49 pages • 1 hour read
“It seems to me, sometimes, when people say that everything passes, that they don’t know what they are saying. The real past is what Jindrisek was thinking as he lay there in his corner on the floor and watched me walk out into the sun and the cold. It is what went through my mother’s mind as she sang ‘Where is my home?’ to her dying nephew behind barbed wire in the Lodz Ghetto. The real past is enclosed in itself and leaves no memory behind.”
Readers are presented with the idea that to know the entirety of another person’s life is virtually impossible. There are portions of scenes that one can witness, and then there are the invisible and internal aspects of that scene.
“It is not hard for a totalitarian regime to keep people ignorant. Once you relinquish your freedom for the sake of ‘understood necessity,’ for Party discipline, for conformity with the regime, for the greatness and glory of the Fatherland, or for any of the substitutes that are so convincingly offered, you cede your claim to the truth. Slowly, drop by drop, your life begins to ooze away just as surely as if you had slashed your wrists; you have voluntarily condemned yourself to helplessness.”

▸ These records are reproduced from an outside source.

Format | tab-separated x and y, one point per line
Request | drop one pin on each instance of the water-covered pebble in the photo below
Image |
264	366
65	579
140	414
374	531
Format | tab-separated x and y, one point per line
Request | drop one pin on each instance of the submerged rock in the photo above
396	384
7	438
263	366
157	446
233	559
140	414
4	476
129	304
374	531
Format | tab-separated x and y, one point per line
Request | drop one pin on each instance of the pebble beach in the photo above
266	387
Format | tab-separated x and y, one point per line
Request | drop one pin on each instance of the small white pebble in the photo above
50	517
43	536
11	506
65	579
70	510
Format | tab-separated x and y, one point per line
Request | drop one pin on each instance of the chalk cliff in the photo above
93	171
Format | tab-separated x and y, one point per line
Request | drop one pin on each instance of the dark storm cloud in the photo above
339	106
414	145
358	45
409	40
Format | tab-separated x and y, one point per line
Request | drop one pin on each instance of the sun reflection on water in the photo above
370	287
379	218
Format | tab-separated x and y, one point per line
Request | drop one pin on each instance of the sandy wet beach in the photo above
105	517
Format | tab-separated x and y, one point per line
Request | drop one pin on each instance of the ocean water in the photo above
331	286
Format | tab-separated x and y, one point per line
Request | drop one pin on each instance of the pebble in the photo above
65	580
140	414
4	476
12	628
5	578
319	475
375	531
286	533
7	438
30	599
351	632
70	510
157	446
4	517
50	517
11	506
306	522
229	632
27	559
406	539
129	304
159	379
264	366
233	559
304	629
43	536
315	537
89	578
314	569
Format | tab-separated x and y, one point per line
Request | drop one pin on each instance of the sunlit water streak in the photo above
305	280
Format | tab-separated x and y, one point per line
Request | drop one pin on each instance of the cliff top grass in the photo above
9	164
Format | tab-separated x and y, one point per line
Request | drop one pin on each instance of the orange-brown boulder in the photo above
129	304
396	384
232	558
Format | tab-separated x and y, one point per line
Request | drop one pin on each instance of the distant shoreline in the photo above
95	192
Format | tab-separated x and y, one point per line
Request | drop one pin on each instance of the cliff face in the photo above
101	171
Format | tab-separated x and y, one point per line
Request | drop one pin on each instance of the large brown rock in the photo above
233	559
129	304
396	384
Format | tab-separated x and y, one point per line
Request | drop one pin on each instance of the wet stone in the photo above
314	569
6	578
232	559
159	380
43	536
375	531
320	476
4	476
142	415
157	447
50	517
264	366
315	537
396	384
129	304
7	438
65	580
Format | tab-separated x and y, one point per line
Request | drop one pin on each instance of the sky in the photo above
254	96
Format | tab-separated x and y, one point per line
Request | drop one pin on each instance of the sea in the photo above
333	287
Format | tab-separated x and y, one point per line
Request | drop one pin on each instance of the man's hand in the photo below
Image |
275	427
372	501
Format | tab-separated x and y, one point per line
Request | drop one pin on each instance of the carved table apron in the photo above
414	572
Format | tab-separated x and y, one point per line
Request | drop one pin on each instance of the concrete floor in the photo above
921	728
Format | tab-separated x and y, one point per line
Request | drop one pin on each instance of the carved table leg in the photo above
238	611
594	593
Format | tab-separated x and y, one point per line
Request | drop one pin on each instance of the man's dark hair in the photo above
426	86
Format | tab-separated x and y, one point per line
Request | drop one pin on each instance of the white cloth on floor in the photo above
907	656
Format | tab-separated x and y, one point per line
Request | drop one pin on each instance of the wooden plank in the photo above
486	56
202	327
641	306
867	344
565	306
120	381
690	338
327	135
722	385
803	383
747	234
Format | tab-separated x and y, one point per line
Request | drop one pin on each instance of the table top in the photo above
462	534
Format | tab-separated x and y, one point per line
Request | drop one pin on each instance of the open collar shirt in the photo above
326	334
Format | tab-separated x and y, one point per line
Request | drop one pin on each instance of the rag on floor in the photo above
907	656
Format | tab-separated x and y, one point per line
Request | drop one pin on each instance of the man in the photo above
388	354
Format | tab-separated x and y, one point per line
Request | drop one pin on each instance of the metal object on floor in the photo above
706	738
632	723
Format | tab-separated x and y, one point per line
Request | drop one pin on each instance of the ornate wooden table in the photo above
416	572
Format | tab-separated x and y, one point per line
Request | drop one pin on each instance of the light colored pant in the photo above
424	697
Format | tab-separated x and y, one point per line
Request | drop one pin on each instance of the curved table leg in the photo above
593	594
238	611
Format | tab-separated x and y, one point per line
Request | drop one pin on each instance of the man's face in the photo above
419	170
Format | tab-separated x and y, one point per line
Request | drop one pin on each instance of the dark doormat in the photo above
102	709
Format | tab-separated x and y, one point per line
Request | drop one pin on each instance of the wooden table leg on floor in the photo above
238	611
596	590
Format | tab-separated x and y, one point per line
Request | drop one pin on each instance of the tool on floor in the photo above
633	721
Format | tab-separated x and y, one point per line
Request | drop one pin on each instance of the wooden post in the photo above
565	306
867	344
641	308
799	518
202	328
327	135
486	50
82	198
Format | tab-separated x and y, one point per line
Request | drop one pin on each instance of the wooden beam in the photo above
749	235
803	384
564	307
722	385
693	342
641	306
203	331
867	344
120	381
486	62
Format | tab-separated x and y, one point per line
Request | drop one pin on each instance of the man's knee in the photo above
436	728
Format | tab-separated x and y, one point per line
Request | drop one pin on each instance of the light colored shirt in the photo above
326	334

The intense power of ideology to manipulate a person’s moral compass is explored repeatedly throughout this text. Both the Nazis and Czechoslovakia’s Communist Party ply their citizens with lies until their citizens are unaware of actual truths.
“I did not say much about Auschwitz. Human speech can only express what the mind can hold. You cannot describe hammer blows that crush your brain.”
Heda expresses her belief that language can express only a fraction of lived experience, especially when that experience is traumatic. While one can report observations, attempts to convey the experience in words inevitably fall short.